Marrakech
da:"Viaggi e scritti letterari", Cesare Brandi, Classici Bompiani, 2009
CONGEDO
Siamo alla fine, il Marocco è dietro alle mie spalle, davanti a me, questo abitato immenso a macchia d'olio, anonimo, se non fosse per le palme che ti fanno ancora assaporare il sole. Ma il sole non c'è più, grandi nuvoloni atlantici contraddicono a quell'idea edenica del Marocco, che è inevitabile portare in sé e che ti ha accompagnato alle soglie di Casablanca. Arrivare qui è come essere già partito: è come una stazione di testa, in cui tutti i treni fermano, in cui si scende solo per risalire. E forse non c'è sensazione più malinconica che sentirsi formare il passato dentro il presente, come una digestione difficile. Perché il Marocco è questo, da un lato ti riporta velocemente all'indietro, non all'infanzia, ma a un passato che non è il tuo e che convive con quanto, del presente, è più comune e anonimo, sicché neppure ci se ne accorge. Dall'altro, alimenta in modo nascosto e quasi subdolo, il senso della favola: che si possa vivere una favola modesta, dove il cielo è sempre sereno, dove le persone sono tutte gentili, dove c'è insieme la neve, il sole, le palme, l'inverno e l'estate. Certo è un paese della vacanza, non si può lavorare in Marocco, non si può uscire, passeggiare, prendere una carrozzella. Dopo di che verrà a noia, ma prima che venga a noia, uno sta bene. E la cattiva coscienza, di non volere ricordarsi che è un paese povero, dai disastri annuali, terremoti o alluvioni? Purtroppo è una vacanza della coscienza, che si cerca qua; ma ogni vacanza è vacanza dalla coscienza.

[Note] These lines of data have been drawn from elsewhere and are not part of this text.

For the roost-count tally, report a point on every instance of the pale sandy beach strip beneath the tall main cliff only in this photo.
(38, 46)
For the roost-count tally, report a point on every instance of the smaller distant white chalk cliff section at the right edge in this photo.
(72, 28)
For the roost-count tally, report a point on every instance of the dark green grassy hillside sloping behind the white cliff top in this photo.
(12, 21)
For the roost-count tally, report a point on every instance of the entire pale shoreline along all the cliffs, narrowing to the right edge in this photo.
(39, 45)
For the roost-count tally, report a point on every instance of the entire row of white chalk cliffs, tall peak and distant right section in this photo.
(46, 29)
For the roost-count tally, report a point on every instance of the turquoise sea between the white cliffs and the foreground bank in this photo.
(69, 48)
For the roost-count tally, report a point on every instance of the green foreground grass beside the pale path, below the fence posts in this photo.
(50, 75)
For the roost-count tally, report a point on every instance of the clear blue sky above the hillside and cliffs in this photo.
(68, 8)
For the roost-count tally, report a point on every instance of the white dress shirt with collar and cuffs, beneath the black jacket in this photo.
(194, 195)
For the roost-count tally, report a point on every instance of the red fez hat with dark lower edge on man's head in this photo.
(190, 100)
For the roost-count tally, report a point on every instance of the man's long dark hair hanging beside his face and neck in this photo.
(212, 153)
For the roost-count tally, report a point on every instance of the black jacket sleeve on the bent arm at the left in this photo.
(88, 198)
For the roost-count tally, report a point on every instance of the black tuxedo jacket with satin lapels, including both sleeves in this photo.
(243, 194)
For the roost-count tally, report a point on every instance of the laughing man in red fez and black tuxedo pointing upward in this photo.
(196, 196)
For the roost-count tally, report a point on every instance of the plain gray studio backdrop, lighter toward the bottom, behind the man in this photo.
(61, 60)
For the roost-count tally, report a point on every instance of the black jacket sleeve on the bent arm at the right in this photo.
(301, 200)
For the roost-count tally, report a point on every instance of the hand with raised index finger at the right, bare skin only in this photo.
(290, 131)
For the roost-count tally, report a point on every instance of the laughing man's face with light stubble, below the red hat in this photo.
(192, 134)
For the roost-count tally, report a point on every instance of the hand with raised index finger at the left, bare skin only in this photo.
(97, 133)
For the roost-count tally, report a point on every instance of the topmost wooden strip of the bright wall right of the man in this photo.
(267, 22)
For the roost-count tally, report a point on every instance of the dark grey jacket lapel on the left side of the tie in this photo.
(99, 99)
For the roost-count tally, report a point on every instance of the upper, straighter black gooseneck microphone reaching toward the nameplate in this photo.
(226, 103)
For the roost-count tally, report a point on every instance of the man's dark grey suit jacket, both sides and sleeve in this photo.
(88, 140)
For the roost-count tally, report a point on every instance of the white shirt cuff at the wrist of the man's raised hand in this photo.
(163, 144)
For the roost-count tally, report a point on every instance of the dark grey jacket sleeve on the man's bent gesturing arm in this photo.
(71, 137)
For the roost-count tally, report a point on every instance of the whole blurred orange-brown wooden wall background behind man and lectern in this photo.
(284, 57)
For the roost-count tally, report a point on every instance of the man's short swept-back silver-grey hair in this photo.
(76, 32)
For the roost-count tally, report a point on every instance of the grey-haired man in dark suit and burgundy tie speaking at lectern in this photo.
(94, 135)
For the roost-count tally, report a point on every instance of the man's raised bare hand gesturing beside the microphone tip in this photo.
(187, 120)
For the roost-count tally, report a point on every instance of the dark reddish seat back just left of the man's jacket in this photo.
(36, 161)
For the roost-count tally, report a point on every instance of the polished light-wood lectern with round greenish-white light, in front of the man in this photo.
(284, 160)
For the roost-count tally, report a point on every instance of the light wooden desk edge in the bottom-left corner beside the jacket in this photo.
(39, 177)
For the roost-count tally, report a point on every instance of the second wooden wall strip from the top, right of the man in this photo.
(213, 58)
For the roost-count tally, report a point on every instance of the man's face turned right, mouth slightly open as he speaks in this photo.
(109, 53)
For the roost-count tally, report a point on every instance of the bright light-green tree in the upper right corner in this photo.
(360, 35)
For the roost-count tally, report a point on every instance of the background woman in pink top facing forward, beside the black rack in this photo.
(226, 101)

Comunque, il colloquio che avvia con se stessi, una vacanza del genere, non è ozioso, non è irresponsabile.
La serenità non è solo del cielo, è un modo di potere accogliere anche le nuvole, anche le tempeste, e di disperderle: allora ci si siede e si guarda con un occhio nuovo, con una mestizia tranquilla che non è amara ma il modo di consentirsi di vivere.